An Unfamiliar HouseChapter 4
The piano’s song reverberated throughout the house, and the air tasted stale like old, crusty bread. Aaron laid on his back and his face felt two distinct sensations: One was the icy sting of blood sliding down his forehead, and the other was someone patting his face.
“Aaron,” Marian whispered. “Aaron, wake up.”
He opened his eyes. He made out the small, round shapes of Marian and Esther hovering over him. It was still dark outside. Rain was pattering against the glass and thunder babbled far away. Aaron moaned, rolled over, and reached for his head.
“What happened to you, Aaron? Where is Herbert?” Marian failed to keep her voice steady.
“Oh, God—” Aaron stammered as he remembered what happened. “They took him!” He wailed.
“What?” Marian shouted.
“Who?” Esther asked.
“I don’t—I don’t know!” He sat up, the blood rushed from his head, and he fell back to the ground. “Two people came into the room. I fought them—I tried, but—oh, God, they kidnapped Herbert!”
“Who were they?” Esther asked.
“I don’t know,” Aaron replied and shut his eyes. “It was all confusing. We heard lots of sounds outside the door. Tapping. Then voices. I think one was the Professor. And two others. One sounded old. The other—” Aaron hesitated. “Sounded like your dad.”
The girls glanced back and forth.
“And then what?” Esther asked.
“Some more tapping. And then two people. In the room. And then—then Herbert was gone.”
“How could—” Marian shouted. “You were supposed to—Why didn’t you help him?”
Esther touched Marian’s shoulder.
Marian took a breath. “Are you okay, Aaron?” She asked.
“It doesn’t matter.” Aaron fought to his feet. “How did you guys know we were in trouble?”
“We heard screaming,” Esther replied. “When we came upstairs, the door was open, and you were lying here, knocked out.”
“We need to find Herbert and rescue him.”

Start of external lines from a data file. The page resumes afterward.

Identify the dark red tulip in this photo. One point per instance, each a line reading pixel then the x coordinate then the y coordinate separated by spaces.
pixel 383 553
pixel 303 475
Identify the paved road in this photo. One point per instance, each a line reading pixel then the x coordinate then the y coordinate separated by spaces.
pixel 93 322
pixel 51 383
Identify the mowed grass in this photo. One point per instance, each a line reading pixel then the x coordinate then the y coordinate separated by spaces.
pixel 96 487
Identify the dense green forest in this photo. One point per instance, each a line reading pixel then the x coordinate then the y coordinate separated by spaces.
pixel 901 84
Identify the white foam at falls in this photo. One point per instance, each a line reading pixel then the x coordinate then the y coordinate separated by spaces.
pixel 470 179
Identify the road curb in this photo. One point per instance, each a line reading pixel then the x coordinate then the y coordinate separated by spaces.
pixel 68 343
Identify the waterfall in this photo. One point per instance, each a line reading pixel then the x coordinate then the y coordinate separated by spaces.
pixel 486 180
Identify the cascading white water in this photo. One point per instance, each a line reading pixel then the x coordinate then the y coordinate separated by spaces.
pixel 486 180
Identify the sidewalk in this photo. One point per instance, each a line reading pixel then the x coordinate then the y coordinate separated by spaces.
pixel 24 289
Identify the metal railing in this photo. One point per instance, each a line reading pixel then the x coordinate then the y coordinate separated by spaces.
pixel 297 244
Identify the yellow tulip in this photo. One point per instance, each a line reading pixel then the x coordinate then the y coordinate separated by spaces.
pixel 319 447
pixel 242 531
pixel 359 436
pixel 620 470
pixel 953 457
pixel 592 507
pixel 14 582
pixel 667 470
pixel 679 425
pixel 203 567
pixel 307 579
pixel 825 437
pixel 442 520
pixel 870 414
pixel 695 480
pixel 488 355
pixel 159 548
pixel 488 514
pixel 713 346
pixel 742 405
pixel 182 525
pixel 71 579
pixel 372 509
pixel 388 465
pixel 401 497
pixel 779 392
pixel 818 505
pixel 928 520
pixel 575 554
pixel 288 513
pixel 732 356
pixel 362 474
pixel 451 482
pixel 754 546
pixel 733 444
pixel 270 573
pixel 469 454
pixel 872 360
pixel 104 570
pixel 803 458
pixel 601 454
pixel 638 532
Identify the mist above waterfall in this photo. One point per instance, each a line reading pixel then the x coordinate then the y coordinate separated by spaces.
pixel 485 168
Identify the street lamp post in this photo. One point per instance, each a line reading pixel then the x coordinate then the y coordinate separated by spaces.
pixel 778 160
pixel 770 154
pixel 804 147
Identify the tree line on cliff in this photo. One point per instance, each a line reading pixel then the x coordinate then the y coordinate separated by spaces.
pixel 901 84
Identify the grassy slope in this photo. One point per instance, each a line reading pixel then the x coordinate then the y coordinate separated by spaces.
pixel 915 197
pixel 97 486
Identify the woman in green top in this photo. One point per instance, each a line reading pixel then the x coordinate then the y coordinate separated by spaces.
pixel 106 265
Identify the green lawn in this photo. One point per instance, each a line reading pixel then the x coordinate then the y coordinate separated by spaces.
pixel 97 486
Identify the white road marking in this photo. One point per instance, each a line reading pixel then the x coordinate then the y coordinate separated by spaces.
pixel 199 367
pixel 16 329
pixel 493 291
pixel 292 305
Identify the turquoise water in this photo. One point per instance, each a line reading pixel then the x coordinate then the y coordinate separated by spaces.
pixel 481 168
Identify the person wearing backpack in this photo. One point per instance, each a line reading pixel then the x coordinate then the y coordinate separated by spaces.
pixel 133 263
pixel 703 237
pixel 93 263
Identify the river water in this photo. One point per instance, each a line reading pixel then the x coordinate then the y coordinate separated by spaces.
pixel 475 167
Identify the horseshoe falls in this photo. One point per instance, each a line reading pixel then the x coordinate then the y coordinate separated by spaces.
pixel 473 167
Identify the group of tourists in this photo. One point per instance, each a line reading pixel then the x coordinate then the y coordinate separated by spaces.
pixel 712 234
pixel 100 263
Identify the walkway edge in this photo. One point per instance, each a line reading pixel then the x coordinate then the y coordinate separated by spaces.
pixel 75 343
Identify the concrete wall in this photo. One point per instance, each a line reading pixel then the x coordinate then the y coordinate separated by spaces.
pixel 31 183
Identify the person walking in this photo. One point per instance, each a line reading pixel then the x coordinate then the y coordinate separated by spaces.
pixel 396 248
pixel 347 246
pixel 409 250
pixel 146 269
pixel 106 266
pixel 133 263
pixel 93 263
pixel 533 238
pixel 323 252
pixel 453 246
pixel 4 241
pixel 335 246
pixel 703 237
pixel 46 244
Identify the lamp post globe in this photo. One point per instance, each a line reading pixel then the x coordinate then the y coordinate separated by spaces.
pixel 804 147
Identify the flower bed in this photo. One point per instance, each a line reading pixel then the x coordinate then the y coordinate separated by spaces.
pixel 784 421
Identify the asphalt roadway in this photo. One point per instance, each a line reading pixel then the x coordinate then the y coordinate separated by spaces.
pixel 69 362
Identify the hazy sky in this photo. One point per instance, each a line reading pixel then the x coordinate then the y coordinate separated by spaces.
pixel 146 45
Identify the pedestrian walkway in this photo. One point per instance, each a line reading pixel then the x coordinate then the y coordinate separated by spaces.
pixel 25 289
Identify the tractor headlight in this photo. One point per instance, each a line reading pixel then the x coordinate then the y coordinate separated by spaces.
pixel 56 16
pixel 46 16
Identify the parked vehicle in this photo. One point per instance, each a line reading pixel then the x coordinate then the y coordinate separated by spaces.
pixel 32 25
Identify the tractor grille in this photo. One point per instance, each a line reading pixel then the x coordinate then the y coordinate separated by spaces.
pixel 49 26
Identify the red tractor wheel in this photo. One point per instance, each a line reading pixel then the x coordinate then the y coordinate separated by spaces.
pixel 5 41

The girls helped Aaron balance a few steps forward until he was confident on his own. They tiptoed out the open door and peered down into the stairway. Their heads lifted and their noses sniffed the air. It smelled like mildew and wet furniture.

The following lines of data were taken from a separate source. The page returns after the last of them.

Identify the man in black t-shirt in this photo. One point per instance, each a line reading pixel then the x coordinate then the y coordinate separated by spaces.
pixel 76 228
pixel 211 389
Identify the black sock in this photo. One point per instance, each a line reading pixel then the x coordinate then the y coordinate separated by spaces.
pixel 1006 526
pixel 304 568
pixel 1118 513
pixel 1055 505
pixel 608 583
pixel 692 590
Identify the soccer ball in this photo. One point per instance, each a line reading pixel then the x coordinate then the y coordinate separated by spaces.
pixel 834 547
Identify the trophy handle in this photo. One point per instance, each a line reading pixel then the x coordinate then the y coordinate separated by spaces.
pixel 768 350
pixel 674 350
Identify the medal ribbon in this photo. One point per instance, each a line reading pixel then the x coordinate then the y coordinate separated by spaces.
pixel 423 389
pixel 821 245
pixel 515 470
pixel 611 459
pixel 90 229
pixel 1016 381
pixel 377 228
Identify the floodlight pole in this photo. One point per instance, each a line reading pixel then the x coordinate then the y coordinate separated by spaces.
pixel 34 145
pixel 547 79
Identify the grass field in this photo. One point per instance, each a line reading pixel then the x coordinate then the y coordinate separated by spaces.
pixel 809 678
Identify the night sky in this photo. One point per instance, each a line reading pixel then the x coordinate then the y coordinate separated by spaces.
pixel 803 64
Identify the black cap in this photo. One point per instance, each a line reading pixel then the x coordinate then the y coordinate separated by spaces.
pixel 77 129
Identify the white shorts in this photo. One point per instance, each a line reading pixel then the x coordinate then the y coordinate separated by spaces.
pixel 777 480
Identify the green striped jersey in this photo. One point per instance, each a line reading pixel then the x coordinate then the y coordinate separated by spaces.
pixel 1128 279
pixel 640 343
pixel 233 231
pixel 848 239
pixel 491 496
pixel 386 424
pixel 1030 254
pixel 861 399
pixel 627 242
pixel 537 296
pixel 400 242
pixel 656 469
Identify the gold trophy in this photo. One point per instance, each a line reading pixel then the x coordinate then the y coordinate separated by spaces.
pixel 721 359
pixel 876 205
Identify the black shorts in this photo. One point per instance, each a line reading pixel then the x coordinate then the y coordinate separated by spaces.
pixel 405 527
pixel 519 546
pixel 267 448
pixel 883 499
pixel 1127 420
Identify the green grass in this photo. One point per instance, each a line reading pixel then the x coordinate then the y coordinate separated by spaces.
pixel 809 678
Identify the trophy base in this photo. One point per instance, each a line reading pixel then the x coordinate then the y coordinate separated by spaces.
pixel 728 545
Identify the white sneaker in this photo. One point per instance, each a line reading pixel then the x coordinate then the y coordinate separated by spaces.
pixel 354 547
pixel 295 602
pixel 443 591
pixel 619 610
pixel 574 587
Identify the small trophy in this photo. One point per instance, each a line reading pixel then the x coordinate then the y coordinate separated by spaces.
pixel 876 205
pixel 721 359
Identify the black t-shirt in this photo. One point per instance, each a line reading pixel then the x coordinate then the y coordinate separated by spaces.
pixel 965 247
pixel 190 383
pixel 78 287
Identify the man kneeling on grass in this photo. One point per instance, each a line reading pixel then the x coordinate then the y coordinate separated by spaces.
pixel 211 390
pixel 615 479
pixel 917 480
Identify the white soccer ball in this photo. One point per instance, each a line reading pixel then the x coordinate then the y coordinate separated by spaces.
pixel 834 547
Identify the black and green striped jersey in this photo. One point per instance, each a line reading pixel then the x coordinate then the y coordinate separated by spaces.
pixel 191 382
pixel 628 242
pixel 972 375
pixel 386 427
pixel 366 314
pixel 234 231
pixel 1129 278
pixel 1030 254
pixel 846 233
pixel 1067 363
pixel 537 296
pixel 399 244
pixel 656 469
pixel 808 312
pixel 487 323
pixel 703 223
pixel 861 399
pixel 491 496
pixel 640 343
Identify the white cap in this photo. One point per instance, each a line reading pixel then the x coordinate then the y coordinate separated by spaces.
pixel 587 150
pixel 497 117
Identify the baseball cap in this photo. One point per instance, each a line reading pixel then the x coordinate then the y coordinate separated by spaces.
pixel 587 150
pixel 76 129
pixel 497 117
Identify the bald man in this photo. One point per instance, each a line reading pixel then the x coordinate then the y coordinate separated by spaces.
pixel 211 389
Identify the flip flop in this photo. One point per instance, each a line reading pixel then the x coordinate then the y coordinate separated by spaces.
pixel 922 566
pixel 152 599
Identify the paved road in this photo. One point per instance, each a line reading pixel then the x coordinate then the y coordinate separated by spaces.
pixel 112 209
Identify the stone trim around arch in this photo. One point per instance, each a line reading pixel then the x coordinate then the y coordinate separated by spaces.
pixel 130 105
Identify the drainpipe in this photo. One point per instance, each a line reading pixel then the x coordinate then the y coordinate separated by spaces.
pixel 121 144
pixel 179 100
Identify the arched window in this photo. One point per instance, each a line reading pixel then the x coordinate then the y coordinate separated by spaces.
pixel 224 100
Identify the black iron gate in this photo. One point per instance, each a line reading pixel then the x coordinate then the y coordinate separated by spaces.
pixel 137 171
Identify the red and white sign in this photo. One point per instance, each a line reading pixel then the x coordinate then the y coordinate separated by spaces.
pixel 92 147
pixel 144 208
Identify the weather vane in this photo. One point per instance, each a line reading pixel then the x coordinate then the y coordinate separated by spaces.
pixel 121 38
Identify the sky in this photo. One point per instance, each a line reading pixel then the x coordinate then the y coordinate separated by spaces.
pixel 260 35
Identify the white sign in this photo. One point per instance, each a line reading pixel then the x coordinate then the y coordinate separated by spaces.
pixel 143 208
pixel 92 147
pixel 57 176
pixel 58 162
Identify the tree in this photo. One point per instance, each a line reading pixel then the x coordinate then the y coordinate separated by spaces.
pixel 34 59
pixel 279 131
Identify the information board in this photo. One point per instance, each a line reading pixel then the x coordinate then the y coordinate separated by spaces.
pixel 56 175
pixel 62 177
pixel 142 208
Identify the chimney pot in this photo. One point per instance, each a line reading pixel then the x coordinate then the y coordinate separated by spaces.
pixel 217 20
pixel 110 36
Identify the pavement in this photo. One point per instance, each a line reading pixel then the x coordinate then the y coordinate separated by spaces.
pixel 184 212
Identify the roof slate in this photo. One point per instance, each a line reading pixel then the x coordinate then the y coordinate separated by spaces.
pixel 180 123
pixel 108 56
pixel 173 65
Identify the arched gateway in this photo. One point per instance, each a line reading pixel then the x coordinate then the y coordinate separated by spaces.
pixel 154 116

“What’s that smell?” Aaron asked.
Esther and Marian glanced at one another.
“We don’t know,” Marian said.
“Something’s wrong,” Esther said. “The song is back—”
“And that smell,” Marian added. “It’s like—it’s not our house.”
The children closed Herbert’s door behind them. The music diminished like a pianist had pressed the dampener on a piano. Tip-toeing down the flight of stairs, the children came to the second floor. To their left, an amber glow bounced at the end of the hall from a defective ceiling light. Its flicker illuminated the faces of many unfamiliar doors. Dust covered each of them, and specks of dust fluttered in the air like little insects. The floorboards creaked underneath each step, and the children felt the uncomfortable sensation even more that their house no longer belonged to them.
Tap. Tap. Tap.
The children spun around at the sound, but saw only darkness. Then, they heard a flapping, like a bird’s wings.
“Marian?” Esther whispered. “What’s going on?”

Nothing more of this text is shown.